Designed to be used outside the body, the device can sense, attract and neutralize toxins within the bloodstream. Nanoengineering Professor Shaochen Chen whose earlier work includes 3D printed blood vessels, created the liver-inspired device to capture pore-forming toxins capable of damaging cell membranes.
Though scientists have successfully used nanoparticles to neutralize toxins in blood, patients who use this treatment, run the risk of secondary poisoning if they are unable to effectively digest the nanoparticles and have them accumulate in the liver instead.
Chen 3D-printed a hydrogel matrix, encasing the nanoparticles to create a device capable of attracting and capturing toxins within itself. Equipped with a surface area that's larger than that of a human liver, the research team reported that the device completely neutralized toxins routed from the blood in an in vitro study.

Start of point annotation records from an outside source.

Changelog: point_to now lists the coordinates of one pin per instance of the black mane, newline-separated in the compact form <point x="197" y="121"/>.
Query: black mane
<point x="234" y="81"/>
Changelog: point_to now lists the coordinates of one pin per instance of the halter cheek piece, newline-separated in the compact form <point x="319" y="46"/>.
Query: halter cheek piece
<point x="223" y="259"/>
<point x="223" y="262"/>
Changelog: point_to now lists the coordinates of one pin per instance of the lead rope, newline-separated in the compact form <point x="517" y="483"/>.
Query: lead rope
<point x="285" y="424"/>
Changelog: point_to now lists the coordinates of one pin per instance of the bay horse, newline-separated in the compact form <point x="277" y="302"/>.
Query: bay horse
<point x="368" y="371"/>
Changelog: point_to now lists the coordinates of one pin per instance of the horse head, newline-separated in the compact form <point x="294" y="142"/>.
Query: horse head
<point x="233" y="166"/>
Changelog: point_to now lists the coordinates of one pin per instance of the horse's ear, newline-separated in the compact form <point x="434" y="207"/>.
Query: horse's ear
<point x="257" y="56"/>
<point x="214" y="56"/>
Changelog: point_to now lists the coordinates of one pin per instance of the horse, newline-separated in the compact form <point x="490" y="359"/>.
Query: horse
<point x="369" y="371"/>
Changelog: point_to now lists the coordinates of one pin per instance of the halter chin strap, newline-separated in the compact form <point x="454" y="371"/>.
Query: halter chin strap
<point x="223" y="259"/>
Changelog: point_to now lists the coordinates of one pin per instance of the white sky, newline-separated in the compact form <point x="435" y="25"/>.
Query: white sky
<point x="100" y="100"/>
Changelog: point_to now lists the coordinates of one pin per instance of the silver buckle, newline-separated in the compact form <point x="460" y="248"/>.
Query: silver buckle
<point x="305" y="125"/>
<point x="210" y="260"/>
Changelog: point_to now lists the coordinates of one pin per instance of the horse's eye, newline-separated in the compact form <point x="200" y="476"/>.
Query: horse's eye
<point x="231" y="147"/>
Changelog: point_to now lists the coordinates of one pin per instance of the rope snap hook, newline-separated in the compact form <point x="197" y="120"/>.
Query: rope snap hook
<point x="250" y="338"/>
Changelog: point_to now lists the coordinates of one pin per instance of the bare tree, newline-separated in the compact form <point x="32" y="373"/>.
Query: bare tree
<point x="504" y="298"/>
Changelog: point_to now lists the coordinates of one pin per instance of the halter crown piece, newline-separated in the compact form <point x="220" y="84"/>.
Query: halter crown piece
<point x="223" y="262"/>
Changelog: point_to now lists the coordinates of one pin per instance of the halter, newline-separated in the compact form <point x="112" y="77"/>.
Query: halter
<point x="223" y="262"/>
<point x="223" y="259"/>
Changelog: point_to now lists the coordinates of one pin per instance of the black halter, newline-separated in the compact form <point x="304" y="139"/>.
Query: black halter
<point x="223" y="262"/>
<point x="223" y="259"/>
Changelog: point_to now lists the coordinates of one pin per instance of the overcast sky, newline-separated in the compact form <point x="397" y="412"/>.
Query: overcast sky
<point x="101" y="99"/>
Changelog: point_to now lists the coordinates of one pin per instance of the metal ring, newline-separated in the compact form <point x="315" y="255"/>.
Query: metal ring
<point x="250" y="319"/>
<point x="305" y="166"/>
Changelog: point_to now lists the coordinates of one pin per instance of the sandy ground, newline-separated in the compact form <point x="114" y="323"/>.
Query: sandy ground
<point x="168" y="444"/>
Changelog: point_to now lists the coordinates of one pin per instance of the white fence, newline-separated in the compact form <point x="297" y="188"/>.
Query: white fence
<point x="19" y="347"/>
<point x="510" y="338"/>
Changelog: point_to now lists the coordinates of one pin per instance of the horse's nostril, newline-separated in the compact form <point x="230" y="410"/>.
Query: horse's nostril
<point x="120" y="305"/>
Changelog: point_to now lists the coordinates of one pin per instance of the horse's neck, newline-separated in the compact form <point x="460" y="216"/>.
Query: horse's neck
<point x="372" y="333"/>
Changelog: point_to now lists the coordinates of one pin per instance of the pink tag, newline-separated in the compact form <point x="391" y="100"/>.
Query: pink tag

"The concept of using 3D printing to encapsulate functional nanoparticles in a biocompatible hydrogel is novel," says Chen. "This will inspire many new designs for detoxification techniques since 3D printing allows user-specific or site-specific manufacturing of highly functional products."
The device also changes color when it captures the toxins, turning red in the process. Chen is currently developing a special biofabrication technology called dynamic optical projection stereolithography (DOPsL) to 3D print the liver-mimicking microstructure.
The research was recently published in the journal Nature Communications.